I admire Nelson Mandela. As a matter of fact, my administration was the one that gave him the Medal of Freedom because of his courage and bravery. I just happen to disagree with him on his view of how best to secure America.
But you can be rest assured that if I think America is threatened, I will act. And you know, I understand criticism. I mean, look, but I'm not the kind of person that runs around trying to take a poll to determine what to do. If I believe it's necessary for my country, I will act.

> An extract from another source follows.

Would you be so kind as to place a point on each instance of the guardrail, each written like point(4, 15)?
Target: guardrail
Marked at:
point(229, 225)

I also believe it's necessary, when we see people enslaved, to work on behalf of their freedom, because this country believes that freedom is the desire of every human heart. And one of the great benefits of our action in Iraq is not only going to make America more secure, but it's going to make the Iraqi people more free. And you know, these mass graves we're finding is just the tip of the iceberg about what these poor people had to suffer at the hands of Saddam Hussein. And it's that kind of suffering that troubles me. And I believe the use of—proper use of power by America will make the world more peaceful, America more secure, and as importantly, people more free.
Mr. Marks. Mr. President, bon voyage.
The President. Thank you, sir.
NOTE: The interview was taped at 1:17 p.m. in the Map Room at the White House for later broadcast. In his remarks, the President referred to President Charles Taylor of Liberia; Secretary-General Kofi Annan of the United Nations; President Thabo Mbeki of South Africa; and former President Saddam Hussein of Iraq. A tape was not available for verification of the content of this interview.